According to a report by Agusto & Co, the growth represents a 25 per cent increase when compared to figures recorded during the preceding year.
The report said the growth was driven in part by increased investor confidence following the gradual rise in the yields offered on naira-denominated investments during the latter half of the year and growth in dollar-denominated portfolios as discerning Nigerians hedge against the persistent devaluation of the naira.
Despite this growth and the high foreign exchange remittance inflows from Nigerians living in the Diaspora ($20.9bn or N9.3tn in 2022), the report noted that the asset management industry in the country has continued to underachieve.
It said the Industry’s growth remains constrained by a large informal sector (estimated at 65 per cent of GDP), a high poverty rate of 40 per cent and limited investment opportunities offered by the Nigerian capital market.

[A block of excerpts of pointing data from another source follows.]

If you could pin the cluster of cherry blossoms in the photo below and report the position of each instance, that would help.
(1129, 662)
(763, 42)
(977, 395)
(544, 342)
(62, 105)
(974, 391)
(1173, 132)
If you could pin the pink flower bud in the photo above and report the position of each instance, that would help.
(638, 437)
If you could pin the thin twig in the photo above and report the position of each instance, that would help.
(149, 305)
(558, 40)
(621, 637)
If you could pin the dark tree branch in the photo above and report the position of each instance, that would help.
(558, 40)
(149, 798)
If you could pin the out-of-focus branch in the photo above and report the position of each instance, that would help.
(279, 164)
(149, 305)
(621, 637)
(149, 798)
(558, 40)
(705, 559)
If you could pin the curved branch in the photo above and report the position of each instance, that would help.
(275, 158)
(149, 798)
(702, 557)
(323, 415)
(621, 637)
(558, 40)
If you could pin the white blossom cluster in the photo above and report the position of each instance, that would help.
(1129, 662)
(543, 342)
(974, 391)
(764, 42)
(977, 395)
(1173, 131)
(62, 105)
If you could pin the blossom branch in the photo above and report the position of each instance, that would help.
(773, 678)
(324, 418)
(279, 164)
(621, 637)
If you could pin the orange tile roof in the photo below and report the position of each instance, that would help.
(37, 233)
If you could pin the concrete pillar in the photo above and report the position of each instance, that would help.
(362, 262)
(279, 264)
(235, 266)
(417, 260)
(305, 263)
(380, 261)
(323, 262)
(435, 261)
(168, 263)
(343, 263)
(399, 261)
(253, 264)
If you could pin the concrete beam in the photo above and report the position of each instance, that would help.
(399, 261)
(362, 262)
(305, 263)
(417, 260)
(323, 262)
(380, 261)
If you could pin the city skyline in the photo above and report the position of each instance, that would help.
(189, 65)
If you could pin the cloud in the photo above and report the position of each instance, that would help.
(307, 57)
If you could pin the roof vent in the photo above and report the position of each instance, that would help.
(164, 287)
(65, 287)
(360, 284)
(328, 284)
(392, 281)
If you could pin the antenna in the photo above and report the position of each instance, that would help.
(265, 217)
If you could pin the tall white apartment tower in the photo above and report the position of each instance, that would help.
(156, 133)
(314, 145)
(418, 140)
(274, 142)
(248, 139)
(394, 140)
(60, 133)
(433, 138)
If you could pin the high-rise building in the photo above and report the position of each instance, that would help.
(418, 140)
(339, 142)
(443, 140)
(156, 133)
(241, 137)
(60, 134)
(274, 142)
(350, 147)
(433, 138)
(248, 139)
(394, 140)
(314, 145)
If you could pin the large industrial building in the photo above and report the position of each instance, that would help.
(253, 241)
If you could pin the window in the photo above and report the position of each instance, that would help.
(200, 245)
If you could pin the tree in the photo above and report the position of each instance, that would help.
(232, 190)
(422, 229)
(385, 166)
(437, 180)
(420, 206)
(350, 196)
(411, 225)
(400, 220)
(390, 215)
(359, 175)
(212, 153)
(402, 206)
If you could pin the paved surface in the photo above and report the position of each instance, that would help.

The report read in part, “The challenging operating environment in Nigeria has led to an erosion of real incomes and purchasing power, prompting a surge in investors’ inclination towards dollar-denominated assets. The escalation of the year-over-year inflation rate from 15.6 per cent in January 2022 to 21.37 per cent in December 2022 is indicative of an unfavourable macroeconomic climate.
“In addition, the parallel market exchange rate stood at N750/$ as of 31 December 2022, indicating a 63 per cent arbitrage from the official market rate and a 32 per cent depreciation from N570/$ recorded in the corresponding period of the prior year. Naira-denominated investments have lost their lustre in light of current market conditions, and investors are instead looking to high-yield alternatives and FCY- denominated investments.”
According to the report, in 2022, segregated portfolios accounted for more than half of total managed assets (52 per cent), which amounted to N1.76tn as of December 31, 20225 – 40.2 per cent higher than in 2021.
Segregated portfolios include privately managed discretionary and non-discretionary client funds as well as other private collective investment schemes. They provide investment options that are tailored to the unique risk profiles and investment objectives of individual clients.
Collective investment schemes, on the other hand, accounted for 42 per cent (N1.37tn) of AuM in 2022, while alternative assets – comprising publicly-listed private equity and infrastructure funds – accounted for the remaining 6 per cent (N345bn) of the asset management industry’s managed assets as at the same date.
The report added that investors have shown a growing inclination towards privately managed portfolios rather than the often more restrictive and conservative collective investment schemes, as they seek to gain relatively higher yields from investments.